Ironically, the ACE satellite seems constantly on the verge of cancellation by NASA to make way for newer missions. The fact that ACE data plays such a vital role in GIC forecasting for the power industry seems to be of no special interest to NASA. NASA is, after all, a research organization supported by the US taxpayer, not a for-profit corporation looking for commercialization opportunities. The viability of the ACE mission at NASA hinges totally on its scientific returns and not its potential for practical applications. NASA also has to make way for future missions with the declining, and politically vulnerable, space research budgets that the U.S. Congress, in its wisdom, has mandated. In England, which uses the PowerCast technology, ACE is seen as an ally in keeping their entire multibillion dollar electrical utility system operating reliably. Rutherford Appleton Labs has invested in its own independent ACE satellite tracking station to intercept the solar wind data. Arslan Erinmez, chief engineer at the National Grid Company in England, notes that “The British power industry would be happy to do anything it can to keep ACE going.” While the destiny of satellites such as ACE turns completely on how well its scientists can convince NASA and Congress not to terminate it, its politically silent, commercial clients both domestic and foreign continue to mine its data to help the power industry keep your electricity flowing.

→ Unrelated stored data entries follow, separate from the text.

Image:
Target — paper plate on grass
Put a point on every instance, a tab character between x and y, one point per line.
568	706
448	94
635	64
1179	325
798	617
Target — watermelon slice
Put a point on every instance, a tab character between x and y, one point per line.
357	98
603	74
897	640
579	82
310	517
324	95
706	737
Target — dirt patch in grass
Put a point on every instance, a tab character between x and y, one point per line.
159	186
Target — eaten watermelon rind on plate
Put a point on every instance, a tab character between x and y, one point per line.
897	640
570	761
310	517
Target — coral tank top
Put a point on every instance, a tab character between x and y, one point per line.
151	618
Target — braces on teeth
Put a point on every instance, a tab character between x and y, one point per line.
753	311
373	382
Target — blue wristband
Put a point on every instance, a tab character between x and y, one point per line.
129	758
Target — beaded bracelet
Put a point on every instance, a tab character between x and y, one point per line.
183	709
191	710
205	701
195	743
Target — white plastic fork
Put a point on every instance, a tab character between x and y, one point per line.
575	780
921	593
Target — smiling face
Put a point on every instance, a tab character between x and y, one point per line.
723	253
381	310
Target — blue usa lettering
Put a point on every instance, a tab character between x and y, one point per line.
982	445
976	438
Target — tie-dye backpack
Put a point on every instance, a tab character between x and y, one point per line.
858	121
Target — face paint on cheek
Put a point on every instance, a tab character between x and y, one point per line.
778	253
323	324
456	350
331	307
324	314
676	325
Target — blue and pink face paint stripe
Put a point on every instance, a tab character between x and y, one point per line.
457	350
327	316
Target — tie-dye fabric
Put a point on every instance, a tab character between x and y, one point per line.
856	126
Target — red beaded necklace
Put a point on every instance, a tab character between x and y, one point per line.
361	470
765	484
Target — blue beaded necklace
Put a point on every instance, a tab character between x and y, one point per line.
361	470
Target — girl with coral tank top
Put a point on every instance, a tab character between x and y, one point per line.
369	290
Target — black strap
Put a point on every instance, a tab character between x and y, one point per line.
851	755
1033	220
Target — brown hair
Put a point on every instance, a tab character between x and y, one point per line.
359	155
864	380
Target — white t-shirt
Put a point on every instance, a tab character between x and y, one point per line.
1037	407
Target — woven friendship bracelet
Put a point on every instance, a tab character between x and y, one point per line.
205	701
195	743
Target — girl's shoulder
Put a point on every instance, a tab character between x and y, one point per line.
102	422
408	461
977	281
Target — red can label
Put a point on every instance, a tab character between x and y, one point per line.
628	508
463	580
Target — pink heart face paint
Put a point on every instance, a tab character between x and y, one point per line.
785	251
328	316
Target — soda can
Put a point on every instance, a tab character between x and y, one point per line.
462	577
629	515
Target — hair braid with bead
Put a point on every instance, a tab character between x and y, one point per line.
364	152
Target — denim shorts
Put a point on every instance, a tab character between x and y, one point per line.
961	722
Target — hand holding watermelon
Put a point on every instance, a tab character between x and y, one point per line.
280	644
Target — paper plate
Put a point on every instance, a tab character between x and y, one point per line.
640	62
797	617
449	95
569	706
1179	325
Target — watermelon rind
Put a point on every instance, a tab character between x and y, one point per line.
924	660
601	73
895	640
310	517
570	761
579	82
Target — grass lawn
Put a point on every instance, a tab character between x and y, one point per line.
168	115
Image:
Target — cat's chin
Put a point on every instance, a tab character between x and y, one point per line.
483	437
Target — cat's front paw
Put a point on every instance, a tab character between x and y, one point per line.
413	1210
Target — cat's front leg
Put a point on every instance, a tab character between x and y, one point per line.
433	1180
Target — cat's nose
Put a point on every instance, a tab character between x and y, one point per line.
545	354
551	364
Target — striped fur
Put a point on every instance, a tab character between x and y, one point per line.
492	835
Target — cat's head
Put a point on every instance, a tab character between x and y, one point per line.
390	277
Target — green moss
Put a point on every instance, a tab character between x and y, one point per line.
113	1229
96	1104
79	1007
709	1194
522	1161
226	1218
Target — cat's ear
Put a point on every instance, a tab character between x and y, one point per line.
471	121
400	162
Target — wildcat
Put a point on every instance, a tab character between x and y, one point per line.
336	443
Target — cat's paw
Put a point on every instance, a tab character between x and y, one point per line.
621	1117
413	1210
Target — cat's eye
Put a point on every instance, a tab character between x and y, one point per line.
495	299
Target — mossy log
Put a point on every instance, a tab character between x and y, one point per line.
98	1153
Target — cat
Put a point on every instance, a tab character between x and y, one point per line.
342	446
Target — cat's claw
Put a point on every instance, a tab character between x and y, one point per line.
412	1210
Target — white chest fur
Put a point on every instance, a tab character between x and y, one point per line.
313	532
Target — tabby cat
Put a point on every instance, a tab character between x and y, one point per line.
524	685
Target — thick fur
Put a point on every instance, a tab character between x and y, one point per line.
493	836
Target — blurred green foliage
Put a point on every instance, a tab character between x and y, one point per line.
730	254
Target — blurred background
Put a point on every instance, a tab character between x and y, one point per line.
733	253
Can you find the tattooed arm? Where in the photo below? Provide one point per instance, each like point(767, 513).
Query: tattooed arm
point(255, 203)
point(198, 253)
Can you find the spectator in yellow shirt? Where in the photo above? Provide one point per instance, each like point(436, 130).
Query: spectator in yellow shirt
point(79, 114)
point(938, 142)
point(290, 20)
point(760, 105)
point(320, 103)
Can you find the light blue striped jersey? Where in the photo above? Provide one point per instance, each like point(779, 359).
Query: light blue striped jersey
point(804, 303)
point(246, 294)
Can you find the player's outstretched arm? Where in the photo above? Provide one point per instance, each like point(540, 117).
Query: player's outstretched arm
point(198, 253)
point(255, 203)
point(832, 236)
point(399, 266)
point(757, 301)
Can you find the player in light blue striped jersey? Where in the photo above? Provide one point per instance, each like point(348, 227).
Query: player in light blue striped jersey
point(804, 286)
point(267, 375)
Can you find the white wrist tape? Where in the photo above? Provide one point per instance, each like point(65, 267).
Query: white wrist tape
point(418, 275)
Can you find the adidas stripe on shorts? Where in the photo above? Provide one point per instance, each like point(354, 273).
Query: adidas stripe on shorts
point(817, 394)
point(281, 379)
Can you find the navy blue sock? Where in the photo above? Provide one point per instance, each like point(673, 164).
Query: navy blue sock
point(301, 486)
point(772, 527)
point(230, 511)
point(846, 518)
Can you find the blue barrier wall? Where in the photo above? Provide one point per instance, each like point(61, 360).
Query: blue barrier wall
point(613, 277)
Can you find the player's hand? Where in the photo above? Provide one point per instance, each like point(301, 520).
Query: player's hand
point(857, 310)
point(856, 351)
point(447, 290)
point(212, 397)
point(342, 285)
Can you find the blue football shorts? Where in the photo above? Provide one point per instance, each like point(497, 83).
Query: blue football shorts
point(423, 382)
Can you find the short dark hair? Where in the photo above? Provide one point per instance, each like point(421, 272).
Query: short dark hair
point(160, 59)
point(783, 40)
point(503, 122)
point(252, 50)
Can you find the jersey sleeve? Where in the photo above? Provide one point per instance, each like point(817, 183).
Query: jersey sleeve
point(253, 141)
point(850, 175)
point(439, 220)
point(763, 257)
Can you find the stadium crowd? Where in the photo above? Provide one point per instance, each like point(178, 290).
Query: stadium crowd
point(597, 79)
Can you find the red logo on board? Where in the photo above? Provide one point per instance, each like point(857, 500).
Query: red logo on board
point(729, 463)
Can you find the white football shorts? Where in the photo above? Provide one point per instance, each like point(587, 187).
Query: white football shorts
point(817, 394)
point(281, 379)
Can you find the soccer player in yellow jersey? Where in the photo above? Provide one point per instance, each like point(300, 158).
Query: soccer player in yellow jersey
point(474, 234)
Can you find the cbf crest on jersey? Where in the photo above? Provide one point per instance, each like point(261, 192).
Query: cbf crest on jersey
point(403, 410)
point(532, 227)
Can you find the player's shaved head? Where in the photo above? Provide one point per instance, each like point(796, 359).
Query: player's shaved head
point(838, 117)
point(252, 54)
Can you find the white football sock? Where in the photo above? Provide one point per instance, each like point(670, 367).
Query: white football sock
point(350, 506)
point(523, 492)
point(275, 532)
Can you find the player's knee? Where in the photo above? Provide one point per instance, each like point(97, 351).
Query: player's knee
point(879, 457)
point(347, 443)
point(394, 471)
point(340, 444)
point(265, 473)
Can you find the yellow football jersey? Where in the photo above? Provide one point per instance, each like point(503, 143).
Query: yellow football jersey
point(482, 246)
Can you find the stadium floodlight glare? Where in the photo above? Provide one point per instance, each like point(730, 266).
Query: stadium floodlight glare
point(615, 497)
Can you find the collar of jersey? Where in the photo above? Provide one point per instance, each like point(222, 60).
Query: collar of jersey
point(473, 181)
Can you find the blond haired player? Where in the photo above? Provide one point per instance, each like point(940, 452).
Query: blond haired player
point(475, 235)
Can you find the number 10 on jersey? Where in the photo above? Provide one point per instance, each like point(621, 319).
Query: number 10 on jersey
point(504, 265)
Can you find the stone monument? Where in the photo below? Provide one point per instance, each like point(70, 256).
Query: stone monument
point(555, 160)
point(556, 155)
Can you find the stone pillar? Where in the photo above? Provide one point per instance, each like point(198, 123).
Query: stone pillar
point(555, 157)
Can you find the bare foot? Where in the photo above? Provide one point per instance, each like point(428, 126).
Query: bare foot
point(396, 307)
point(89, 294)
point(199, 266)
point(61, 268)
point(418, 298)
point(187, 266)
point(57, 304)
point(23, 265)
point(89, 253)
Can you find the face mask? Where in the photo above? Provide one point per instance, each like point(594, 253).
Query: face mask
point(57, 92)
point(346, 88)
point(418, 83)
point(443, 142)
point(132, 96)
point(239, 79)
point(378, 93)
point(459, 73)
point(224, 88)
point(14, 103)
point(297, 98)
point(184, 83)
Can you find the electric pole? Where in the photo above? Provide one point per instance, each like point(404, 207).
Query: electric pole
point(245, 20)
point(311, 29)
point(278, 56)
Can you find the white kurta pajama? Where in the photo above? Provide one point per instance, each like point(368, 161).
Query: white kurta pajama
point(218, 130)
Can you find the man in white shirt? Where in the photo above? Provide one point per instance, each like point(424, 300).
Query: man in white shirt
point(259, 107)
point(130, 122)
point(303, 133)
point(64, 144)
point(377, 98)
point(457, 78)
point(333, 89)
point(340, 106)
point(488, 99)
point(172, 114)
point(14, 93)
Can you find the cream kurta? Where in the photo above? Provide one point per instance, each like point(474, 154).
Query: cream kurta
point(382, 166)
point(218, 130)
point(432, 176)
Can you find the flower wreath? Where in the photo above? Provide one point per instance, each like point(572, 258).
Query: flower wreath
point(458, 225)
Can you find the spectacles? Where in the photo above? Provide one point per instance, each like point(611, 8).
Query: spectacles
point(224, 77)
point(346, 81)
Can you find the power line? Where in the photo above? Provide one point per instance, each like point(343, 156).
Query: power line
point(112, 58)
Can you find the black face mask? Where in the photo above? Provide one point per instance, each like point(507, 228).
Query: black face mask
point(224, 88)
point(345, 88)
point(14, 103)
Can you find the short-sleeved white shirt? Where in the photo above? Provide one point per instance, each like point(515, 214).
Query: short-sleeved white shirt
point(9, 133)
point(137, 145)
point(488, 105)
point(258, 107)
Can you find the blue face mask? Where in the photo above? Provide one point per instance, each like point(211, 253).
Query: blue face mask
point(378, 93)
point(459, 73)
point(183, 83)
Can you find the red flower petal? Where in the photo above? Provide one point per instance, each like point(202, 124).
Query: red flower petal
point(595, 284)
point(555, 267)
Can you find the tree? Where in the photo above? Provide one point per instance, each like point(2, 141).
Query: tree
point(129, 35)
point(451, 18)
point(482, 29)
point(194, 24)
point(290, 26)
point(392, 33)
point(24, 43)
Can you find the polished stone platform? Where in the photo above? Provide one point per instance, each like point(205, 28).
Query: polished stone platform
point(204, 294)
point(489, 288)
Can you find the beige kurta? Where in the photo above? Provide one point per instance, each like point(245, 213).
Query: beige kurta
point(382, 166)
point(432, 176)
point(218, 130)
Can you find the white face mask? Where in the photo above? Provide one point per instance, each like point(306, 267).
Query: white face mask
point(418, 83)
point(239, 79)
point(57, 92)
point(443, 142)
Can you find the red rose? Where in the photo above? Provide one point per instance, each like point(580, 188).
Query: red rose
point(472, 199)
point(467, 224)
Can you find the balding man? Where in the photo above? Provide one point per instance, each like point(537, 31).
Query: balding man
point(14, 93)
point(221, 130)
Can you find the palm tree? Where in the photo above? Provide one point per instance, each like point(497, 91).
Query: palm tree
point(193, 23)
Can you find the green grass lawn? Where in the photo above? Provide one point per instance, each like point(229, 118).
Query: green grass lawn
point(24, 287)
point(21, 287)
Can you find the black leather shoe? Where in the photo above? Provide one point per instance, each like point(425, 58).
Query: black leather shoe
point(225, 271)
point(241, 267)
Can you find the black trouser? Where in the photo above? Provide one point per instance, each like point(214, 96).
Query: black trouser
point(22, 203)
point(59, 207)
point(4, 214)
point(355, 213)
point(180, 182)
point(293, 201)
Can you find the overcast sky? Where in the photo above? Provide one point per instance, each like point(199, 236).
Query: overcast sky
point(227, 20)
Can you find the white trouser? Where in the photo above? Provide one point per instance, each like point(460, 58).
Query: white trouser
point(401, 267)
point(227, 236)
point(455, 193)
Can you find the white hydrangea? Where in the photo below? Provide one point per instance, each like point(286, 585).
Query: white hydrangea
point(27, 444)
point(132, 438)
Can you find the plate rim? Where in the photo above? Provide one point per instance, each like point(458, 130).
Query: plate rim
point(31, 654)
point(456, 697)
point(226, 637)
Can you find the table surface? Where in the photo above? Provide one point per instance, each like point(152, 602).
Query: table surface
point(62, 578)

NASA, and the space scientists that advise this agency, are not interested in building a follow-on satellite to ACE just to supply private industry with a forecasting tool, unless it can be justified on solely scientific terms of advancing our understanding. Even so, any prospective follow-on to ACE, such as the Triana satellite, will have to compete with astronomy missions such as the Next Generation Space Telescope to secure its funding, and with MAP, AXAF and Hubble Space Telescope to maintain their year-to-year operating budget. NASA has been forced into a zero-sum, or even declining, fiscal game by Congress, at a time when space research has exploded into new areas and possibilities. Whether the power industry gets a GIC forecasting tool to keep Boston lights turned on, or NOAA’s Space Environment Center can help satellite owners prevent another major communication satellite outage, hinges on whether at NASA investigating quasars and the nature of dark matter is deemed more important than studying the physics of solar magnetic field reconnection.